Nicolas Dumont : Au moment où je suis arrivé chez Chi-Fou-Mi Productions. Ils avaient déjà développé deux projets avec Nathan qui n’avaient pas pu voir le jour. Notre rencontre a d’abord été humaine avant d’être professionnelle. J’ai d’emblée senti chez Nathan une vraie humanité, quelque chose qui donnait envie de l’accompagner. Puis il y a eu le scénario de Toni en famille que j’ai adoré. Le décalage entre son âge – il avait alors 21 ans – et la maturité de son écriture était vraiment frappant. Ça donnait spontanément envie de l’accompagner.

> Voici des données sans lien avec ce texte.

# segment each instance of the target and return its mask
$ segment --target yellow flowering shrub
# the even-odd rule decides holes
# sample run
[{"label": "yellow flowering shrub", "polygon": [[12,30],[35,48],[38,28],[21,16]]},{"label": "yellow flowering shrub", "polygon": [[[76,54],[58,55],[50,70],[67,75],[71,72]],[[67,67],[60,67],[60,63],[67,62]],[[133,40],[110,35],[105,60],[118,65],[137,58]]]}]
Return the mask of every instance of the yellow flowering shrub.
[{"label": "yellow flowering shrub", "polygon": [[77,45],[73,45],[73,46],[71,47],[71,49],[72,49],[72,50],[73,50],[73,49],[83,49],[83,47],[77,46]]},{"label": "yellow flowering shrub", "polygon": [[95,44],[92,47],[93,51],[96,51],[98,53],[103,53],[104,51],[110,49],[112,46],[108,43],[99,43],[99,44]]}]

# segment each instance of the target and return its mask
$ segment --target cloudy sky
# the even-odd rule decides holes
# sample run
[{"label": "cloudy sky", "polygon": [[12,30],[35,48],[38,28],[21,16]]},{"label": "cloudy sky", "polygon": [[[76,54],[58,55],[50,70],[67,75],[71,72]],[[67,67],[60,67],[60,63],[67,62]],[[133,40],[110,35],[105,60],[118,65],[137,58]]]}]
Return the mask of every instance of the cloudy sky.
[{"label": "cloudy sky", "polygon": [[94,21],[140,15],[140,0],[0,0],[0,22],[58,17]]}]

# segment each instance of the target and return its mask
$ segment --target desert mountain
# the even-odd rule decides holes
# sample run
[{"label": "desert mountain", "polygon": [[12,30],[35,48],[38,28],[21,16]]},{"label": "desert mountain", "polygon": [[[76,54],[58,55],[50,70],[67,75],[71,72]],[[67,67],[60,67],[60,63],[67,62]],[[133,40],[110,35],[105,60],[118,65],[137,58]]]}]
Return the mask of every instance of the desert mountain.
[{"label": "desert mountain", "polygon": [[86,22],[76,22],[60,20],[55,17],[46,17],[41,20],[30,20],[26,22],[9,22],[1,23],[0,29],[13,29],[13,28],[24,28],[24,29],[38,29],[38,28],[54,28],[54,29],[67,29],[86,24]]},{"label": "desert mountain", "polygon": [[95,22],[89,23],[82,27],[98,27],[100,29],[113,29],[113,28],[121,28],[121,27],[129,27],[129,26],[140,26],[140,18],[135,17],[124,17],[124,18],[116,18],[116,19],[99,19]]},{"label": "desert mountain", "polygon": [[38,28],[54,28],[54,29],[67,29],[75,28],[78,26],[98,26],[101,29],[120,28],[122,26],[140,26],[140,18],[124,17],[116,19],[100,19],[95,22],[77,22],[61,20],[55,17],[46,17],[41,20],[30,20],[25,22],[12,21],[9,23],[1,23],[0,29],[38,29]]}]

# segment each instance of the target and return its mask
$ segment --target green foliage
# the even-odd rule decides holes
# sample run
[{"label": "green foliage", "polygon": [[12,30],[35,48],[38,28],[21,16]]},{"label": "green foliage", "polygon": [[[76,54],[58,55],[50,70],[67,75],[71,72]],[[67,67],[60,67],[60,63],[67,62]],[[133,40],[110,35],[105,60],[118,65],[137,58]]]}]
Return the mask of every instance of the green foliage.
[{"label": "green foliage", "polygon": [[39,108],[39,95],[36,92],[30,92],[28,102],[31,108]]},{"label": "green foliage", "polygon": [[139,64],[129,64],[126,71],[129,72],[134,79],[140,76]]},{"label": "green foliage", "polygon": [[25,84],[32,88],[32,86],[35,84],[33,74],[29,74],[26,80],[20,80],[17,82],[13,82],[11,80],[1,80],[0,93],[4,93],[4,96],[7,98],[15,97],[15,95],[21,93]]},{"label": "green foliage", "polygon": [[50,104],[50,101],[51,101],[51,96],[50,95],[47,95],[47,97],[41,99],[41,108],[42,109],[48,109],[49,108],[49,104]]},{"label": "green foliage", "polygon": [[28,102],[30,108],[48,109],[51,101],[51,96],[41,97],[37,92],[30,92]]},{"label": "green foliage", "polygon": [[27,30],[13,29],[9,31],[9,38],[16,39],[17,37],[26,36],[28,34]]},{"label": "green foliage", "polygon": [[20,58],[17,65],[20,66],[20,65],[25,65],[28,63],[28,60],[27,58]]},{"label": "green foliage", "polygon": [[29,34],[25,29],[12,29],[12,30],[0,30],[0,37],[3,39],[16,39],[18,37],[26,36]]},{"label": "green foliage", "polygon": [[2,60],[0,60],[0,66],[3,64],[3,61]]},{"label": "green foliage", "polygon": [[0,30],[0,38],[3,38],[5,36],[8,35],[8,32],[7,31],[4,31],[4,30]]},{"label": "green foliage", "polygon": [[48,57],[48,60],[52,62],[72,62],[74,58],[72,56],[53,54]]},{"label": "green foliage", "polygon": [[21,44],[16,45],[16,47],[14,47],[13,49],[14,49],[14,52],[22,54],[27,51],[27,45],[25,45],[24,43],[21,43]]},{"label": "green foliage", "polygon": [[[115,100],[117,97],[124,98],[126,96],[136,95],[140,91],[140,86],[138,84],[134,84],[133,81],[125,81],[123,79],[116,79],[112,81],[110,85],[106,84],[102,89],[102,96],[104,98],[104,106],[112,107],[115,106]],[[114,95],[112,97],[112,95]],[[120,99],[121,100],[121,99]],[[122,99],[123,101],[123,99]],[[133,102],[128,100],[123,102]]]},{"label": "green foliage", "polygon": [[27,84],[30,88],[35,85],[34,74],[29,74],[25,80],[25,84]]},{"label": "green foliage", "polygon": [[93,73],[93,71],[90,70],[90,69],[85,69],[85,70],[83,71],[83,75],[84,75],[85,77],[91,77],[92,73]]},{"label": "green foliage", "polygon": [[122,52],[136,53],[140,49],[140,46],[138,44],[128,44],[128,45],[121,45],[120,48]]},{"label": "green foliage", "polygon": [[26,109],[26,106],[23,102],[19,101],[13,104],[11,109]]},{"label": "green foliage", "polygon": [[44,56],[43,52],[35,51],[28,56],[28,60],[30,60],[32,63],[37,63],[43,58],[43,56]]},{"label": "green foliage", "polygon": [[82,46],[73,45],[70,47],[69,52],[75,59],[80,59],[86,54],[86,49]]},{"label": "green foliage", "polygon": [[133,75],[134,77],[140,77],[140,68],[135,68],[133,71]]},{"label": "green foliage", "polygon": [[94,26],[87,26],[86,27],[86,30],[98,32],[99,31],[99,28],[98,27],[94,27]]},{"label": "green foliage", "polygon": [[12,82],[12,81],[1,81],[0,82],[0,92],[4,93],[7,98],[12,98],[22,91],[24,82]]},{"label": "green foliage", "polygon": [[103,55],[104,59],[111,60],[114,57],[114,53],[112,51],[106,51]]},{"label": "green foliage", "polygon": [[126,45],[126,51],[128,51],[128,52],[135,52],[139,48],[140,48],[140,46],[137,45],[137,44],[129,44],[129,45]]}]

Nathan Ambrosioni : L’arrivée de Nicolas a apporté une vraie fraîcheur. Quand il s’est mis à s’occuper de Toni en famille, j’ai immédiatement perçu que nous avions la même sensibilité. Avec lui, le développement a été simple, joyeux. Et tellement rapide. Nicolas a financé Toni en famille en un mois !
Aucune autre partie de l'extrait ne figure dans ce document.